Yu Mi-Kyung, Kim Mi-Ah, Rosa Vinicius, Hwang Yun-Chan, Del Fabbro Massimo, Sohn Won-Jun, Min Kyung-San
Chonbuk National University, School of Dentistry and Institute of Oral Bioscience, Department of Conservative Dentistry, Jeonju, Korea.
Chonbuk National University, Research Institute of Clinical Medicine, Jeonju, Korea.
J Appl Oral Sci. 2019 Aug 12;27:e20180699. doi: 10.1590/1678-7757-2018-0699.
This study investigated the role of extracellular deoxyribonucleic acid (eDNA) on Enterococcus faecalis ( E. faecalis ) biofilm and the susceptibility of E. faecalis to sodium hypochlorite (NaOCl).
E. faecalis biofilm was formed in bovine tooth specimens and the biofilm was cultured with or without deoxyribonuclease (DNase), an inhibitor of eDNA. Then, the role of eDNA in E. faecalis growth and biofilm formation was investigated using colony forming unit (CFUs) counting, eDNA level assay, crystal violet staining, confocal laser scanning microscopy, and scanning electron microscopy. The susceptibility of E. faecalis biofilm to low (0.5%) or high (5%) NaOCl concentrations was also analyzed by CFU counting.
CFUs and biofilm formation decreased significantly with DNase treatment (p<0.05). The microstructure of DNase-treated biofilms exhibited less structured features when compared to the control. The volume of exopolysaccharides in the DNase-treated biofilm was significantly lower than that of control (p<0.05). Moreover, the CFUs, eDNA level, biofilm formation, and exopolysaccharides volume were lower when the biofilm was treated with DNase de novo when compared to when DNase was applied to matured biofilm (p<0.05). E. faecalis in the biofilm was more susceptible to NaOCl when it was cultured with DNase (p<0.05). Furthermore, 0.5% NaOCl combined with DNase treatment was as efficient as 5% NaOCl alone regarding susceptibility (p>0.05).
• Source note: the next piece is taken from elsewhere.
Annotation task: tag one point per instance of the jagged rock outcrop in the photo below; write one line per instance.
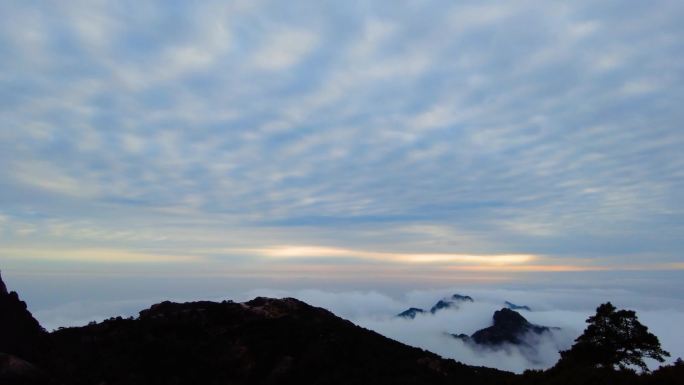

Inhibition of eDNA leads to decrease of E. faecalis biofilm formation and increase of susceptibility of E. faecalis to NaOCl even at low concentrations. Therefore, our results suggest that inhibition of eDNA would be beneficial in facilitating the efficacy of NaOCl and reducing its concentration.
本研究调查了细胞外脱氧核糖核酸(eDNA)在粪肠球菌生物膜形成中的作用以及粪肠球菌对次氯酸钠(NaOCl)的敏感性。
在牛牙标本中形成粪肠球菌生物膜,并在有或没有脱氧核糖核酸酶(DNase,一种eDNA抑制剂)的情况下培养生物膜。然后,通过菌落形成单位(CFU)计数、eDNA水平测定、结晶紫染色、共聚焦激光扫描显微镜和扫描电子显微镜研究eDNA在粪肠球菌生长和生物膜形成中的作用。还通过CFU计数分析了粪肠球菌生物膜对低浓度(0.5%)或高浓度(5%)NaOCl的敏感性。
经DNase处理后,CFU和生物膜形成显著减少(p<0.05)。与对照组相比,经DNase处理的生物膜微观结构显示出结构特征较少。经DNase处理的生物膜中胞外多糖的体积显著低于对照组(p<0.05)。此外,与将DNase应用于成熟生物膜相比,从头用DNase处理生物膜时,CFU、eDNA水平、生物膜形成和胞外多糖体积更低(p<0.05)。与用DNase一起培养时,生物膜中的粪肠球菌对NaOCl更敏感(p<0.05)。此外,就敏感性而言,0.5% NaOCl与DNase联合处理与单独使用5% NaOCl一样有效(p>0.05)。
抑制eDNA会导致粪肠球菌生物膜形成减少,并增加粪肠球菌对NaOCl的敏感性,即使在低浓度下也是如此。因此,我们的结果表明,抑制eDNA将有助于提高NaOCl的疗效并降低其浓度。